The study’s findings have significant implications for improving diagnostic accuracy and patient outcomes in prostate cancer screening. The PCLDA-SVM model’s higher performance shows that it may be a useful tool for medical practitioners in precisely identifying cases of prostate cancer. The methodology can result in prompt interventions, proper treatment plans, and improved patient outcomes by decreasing the rate of misdiagnosis and offering results that are more reliable. The paper also emphasizes the potential of integrating potent classification algorithms like SVM and KNN with dimensionality reduction approaches like PCA and LDA. The combination of these methods enables a thorough investigation of the data, allowing for the discovery of pertinent features and improving the categorization procedure. This combination of methods can improve the models’ performance and accuracy, leading to more successful prostate cancer screening.

In conclusion, the study’s findings emphasize the effectiveness of the PCLDA-SVM model for prostate cancer screening. By achieving high accuracy, precision, sensitivity, specificity, and F1 score, the model has the potential to significantly improve diagnostic accuracy, leading to better patient outcomes and a more efficient healthcare system. The integration of dimensionality reduction techniques with advanced classification models opens up new avenues for enhancing the accuracy and reliability of diagnostic models in various medical domains.

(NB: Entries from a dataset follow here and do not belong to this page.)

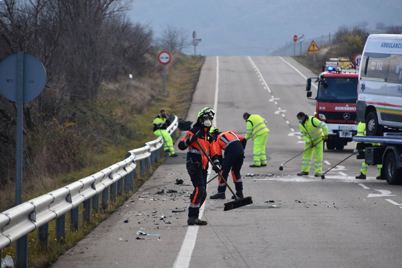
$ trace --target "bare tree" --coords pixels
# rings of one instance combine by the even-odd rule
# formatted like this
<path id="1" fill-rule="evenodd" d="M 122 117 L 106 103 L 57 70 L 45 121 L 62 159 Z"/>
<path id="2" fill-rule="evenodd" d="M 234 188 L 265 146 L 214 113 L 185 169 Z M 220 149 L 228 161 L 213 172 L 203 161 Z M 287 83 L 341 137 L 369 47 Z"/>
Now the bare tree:
<path id="1" fill-rule="evenodd" d="M 181 52 L 191 44 L 190 35 L 183 29 L 168 26 L 164 29 L 162 37 L 158 40 L 161 48 L 169 51 Z"/>

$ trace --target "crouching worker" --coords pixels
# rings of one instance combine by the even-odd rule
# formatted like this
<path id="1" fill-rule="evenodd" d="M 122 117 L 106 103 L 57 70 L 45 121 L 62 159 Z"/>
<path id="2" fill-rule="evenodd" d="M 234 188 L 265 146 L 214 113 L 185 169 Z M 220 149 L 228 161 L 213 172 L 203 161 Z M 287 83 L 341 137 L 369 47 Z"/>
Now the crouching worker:
<path id="1" fill-rule="evenodd" d="M 236 189 L 236 195 L 239 198 L 244 198 L 243 182 L 240 174 L 240 170 L 243 165 L 244 158 L 244 149 L 247 141 L 234 131 L 220 132 L 216 127 L 211 128 L 209 131 L 215 138 L 215 143 L 218 154 L 218 160 L 222 163 L 221 174 L 225 180 L 228 181 L 229 172 L 232 169 L 232 176 Z M 222 156 L 222 150 L 225 151 L 225 157 Z M 219 177 L 218 193 L 209 196 L 211 199 L 224 199 L 226 198 L 225 192 L 226 185 Z M 234 199 L 234 196 L 232 198 Z"/>
<path id="2" fill-rule="evenodd" d="M 187 149 L 186 167 L 194 190 L 190 197 L 189 208 L 189 225 L 205 225 L 208 223 L 198 218 L 200 207 L 207 197 L 207 176 L 208 175 L 208 161 L 196 141 L 209 154 L 215 165 L 214 171 L 219 172 L 221 165 L 215 147 L 213 137 L 209 133 L 215 113 L 211 108 L 205 107 L 198 113 L 197 121 L 193 128 L 187 131 L 185 136 L 178 143 L 178 148 L 183 151 Z"/>

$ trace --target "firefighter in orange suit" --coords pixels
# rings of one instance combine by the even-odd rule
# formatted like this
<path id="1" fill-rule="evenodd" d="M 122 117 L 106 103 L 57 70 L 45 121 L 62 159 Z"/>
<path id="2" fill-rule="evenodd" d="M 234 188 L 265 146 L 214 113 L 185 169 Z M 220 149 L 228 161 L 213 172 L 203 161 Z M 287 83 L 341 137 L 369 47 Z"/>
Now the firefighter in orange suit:
<path id="1" fill-rule="evenodd" d="M 236 189 L 236 195 L 243 198 L 243 182 L 240 174 L 240 170 L 243 165 L 244 158 L 244 149 L 247 141 L 242 136 L 236 134 L 234 131 L 220 132 L 216 127 L 212 127 L 209 132 L 215 138 L 215 144 L 218 153 L 218 159 L 222 163 L 221 174 L 227 181 L 229 172 L 232 169 L 232 176 Z M 225 151 L 225 157 L 222 156 L 222 150 Z M 224 199 L 226 185 L 219 177 L 218 193 L 209 196 L 211 199 Z M 234 199 L 232 196 L 232 199 Z"/>
<path id="2" fill-rule="evenodd" d="M 186 167 L 190 175 L 194 190 L 190 197 L 189 208 L 189 225 L 205 225 L 208 223 L 198 218 L 199 208 L 207 197 L 207 176 L 208 175 L 208 160 L 200 148 L 196 141 L 198 141 L 207 154 L 209 154 L 217 173 L 220 170 L 221 165 L 215 147 L 213 136 L 209 133 L 215 113 L 213 110 L 205 107 L 200 111 L 197 121 L 193 128 L 187 131 L 178 143 L 178 148 L 183 151 L 187 149 L 187 162 Z"/>

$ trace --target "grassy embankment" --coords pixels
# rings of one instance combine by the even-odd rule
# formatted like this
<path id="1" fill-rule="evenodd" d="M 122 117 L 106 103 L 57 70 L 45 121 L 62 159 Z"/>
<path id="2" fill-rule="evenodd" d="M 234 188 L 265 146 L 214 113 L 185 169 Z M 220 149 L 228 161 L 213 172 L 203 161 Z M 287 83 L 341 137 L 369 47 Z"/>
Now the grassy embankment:
<path id="1" fill-rule="evenodd" d="M 152 122 L 161 108 L 164 109 L 168 113 L 177 115 L 179 118 L 185 118 L 190 107 L 193 93 L 198 82 L 205 57 L 174 55 L 172 58 L 173 59 L 167 68 L 166 92 L 163 92 L 163 73 L 162 73 L 159 77 L 151 78 L 153 82 L 148 85 L 142 84 L 147 83 L 145 80 L 142 81 L 127 80 L 121 81 L 119 84 L 106 85 L 95 104 L 103 109 L 104 115 L 107 114 L 111 118 L 115 119 L 114 120 L 119 120 L 129 130 L 135 133 L 133 139 L 122 139 L 120 137 L 118 143 L 111 141 L 111 142 L 103 145 L 101 153 L 97 153 L 94 156 L 90 165 L 79 170 L 60 174 L 51 179 L 38 178 L 38 180 L 44 180 L 45 182 L 41 182 L 39 188 L 33 188 L 30 191 L 25 191 L 23 201 L 27 201 L 94 174 L 124 159 L 128 151 L 141 147 L 144 143 L 155 139 L 156 137 L 152 131 Z M 149 80 L 148 79 L 148 81 Z M 154 85 L 156 80 L 157 81 L 157 88 L 150 86 Z M 132 84 L 135 84 L 135 86 L 133 87 Z M 133 90 L 133 88 L 141 89 Z M 95 116 L 92 115 L 91 116 Z M 136 178 L 135 181 L 135 190 L 149 178 L 160 163 L 152 167 L 144 177 L 139 177 Z M 137 174 L 139 174 L 139 172 L 137 172 Z M 35 182 L 30 184 L 30 185 L 35 184 Z M 4 189 L 0 193 L 2 196 L 1 199 L 8 200 L 8 203 L 12 202 L 13 192 L 13 189 L 10 188 Z M 55 239 L 55 221 L 51 222 L 49 225 L 49 246 L 47 248 L 38 243 L 37 230 L 29 233 L 28 238 L 29 267 L 43 267 L 49 265 L 59 255 L 63 254 L 84 237 L 108 215 L 115 211 L 133 193 L 130 192 L 129 194 L 118 197 L 115 201 L 110 202 L 108 209 L 100 212 L 99 214 L 93 212 L 90 223 L 88 226 L 80 225 L 78 231 L 70 230 L 70 215 L 67 213 L 66 235 L 61 241 L 57 241 Z M 1 205 L 3 207 L 7 207 L 10 204 L 3 201 Z M 82 217 L 82 212 L 81 205 L 80 209 L 80 217 Z M 11 255 L 15 259 L 15 243 L 2 250 L 2 258 L 6 254 Z"/>

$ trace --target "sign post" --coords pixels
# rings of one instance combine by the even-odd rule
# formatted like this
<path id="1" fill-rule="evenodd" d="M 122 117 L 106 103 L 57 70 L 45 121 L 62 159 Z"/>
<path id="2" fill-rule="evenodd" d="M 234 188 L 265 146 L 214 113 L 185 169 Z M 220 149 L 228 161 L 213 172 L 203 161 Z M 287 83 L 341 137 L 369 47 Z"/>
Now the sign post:
<path id="1" fill-rule="evenodd" d="M 17 103 L 15 158 L 15 205 L 21 203 L 22 192 L 23 109 L 24 102 L 38 96 L 46 84 L 43 64 L 23 52 L 10 54 L 0 61 L 0 93 Z M 28 235 L 17 240 L 17 267 L 28 267 Z"/>
<path id="2" fill-rule="evenodd" d="M 163 92 L 166 92 L 166 65 L 170 62 L 172 56 L 167 51 L 161 51 L 158 55 L 158 60 L 163 64 Z"/>
<path id="3" fill-rule="evenodd" d="M 317 44 L 316 42 L 313 40 L 311 41 L 311 43 L 310 44 L 310 46 L 309 47 L 308 49 L 307 50 L 310 54 L 313 54 L 313 57 L 314 59 L 314 65 L 316 65 L 316 54 L 318 53 L 320 51 L 320 48 L 318 47 L 318 46 L 317 45 Z"/>
<path id="4" fill-rule="evenodd" d="M 300 56 L 302 55 L 302 42 L 304 40 L 305 38 L 304 35 L 302 33 L 299 33 L 297 35 L 297 40 L 300 42 Z"/>
<path id="5" fill-rule="evenodd" d="M 295 42 L 295 47 L 293 51 L 293 55 L 296 55 L 296 42 L 297 41 L 297 36 L 295 35 L 293 36 L 293 41 Z"/>

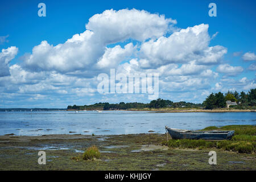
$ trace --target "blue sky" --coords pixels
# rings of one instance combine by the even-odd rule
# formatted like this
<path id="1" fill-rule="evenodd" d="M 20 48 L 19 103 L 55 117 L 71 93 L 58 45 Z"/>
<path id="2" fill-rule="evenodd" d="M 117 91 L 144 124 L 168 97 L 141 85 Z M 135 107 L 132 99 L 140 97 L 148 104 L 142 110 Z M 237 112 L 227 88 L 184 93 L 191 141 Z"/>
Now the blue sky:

Future research in prostate cancer screening should consider exploring alternative dimensionality reduction techniques, such as t-SNE or autoencoders, to enhance the current study’s findings. Additionally, investigating the proposed approach in larger and more diverse datasets can provide a better understanding of its generalizability and performance across different populations. Integrating additional features, such as imaging data or biomarkers, could improve the accuracy and predictive power of the models. Prospective studies in a clinical setting are needed to evaluate the feasibility and impact of the proposed approach on patient outcomes. It is important to address limitations, such as including more patient characteristics and conducting cross-validation or external validation, to enhance the reliability and applicability of the findings. These avenues of research have the potential to advance prostate cancer screening and improve diagnostic accuracy in clinical practice.